You can estimate the likelihood that a particular sentence is spam by calculating the log sum of n-gram probabilities of sub-sequences in a sentence. These probabilities are obtained from a sufficiently general training set, such as Google's n-gram viewer[1]. You can estimate the probability of a particular sequence of words by summing the log probabilities of each n-gram within that sequence.
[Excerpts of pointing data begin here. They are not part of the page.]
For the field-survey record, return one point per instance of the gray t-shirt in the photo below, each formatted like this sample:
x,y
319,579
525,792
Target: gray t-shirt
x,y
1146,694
Using a trigram language model (n = 3), you could estimate the likelihood as follows:

Sentence = "This sentence is semantically and syntactically valid."

P(Sentence) = log(p(START,START,This)) + log(p(START,This,sentence)) + log(p(This,sentence,is)) + log(p(sentence,is,semantically)) + log(p(is,semantically,and)) + log(p(semantically,and,syntactically)) + log(p(and,syntactically,valid)) + log(p(syntactically,valid,.)) + log(p(valid,.,STOP)) + log(p(.,STOP,STOP))

where START and STOP are special symbols that aid in determining the proximity of a word to the beginning and end of a sentence.

If your training set fails to sufficiently generalize, you could use Bayesian inference to estimate the likelihood that the sentence is spam. Under this framework, you'd be calculating the posterior probability of the sentence being spam given the observed sequence of n-grams, which combines (i) the inherent likelihood that any sequence of words is spam and (ii) the compatibility of an observed sequence with (i), which is proportional to the impact it has on (i).

[1] http://storage.googleapis.com/books/ngrams/books/datasetsv2....

Your comment would be marked as spam using your logic. Was that intentional?
Note this is exactly how a smart spammer would generate text (sampling from a language model, built on a public ally available data set like google ngrams or Wikipedia). If you wanted to catch someone doing this, you're much better off using your own corpus to generate a language model, as a spammer would have to scrape all your data to reconstruct the same thing.

Then, run the model over your data and start playing whack-a-mole (and refining the model).

Having done some link spam (in decent volume) in the past, your best bet in stopping it would be using more sophisticated captchas (such as the ones that have you identify a cartoon in an image or something non textual) and identifying the system posting the comment/spam link and seeing if they're a real user with a real browser or just an automated spambot like xrumer or scrapebox.

You can also turn off links in comment bodies and the URL field of the comment form to try and prevent scrapers from even finding you a worthy target. Won't help identify spam though.

Finally, centralized spam identification systems like Akismet work really damn well because they are watching the whole site network at once and can use those heuristics to identify spammers rather than the actual spam content itself.

No need to go that far. Just download OpenNLP and it will do the labeling quite well with almost no effort.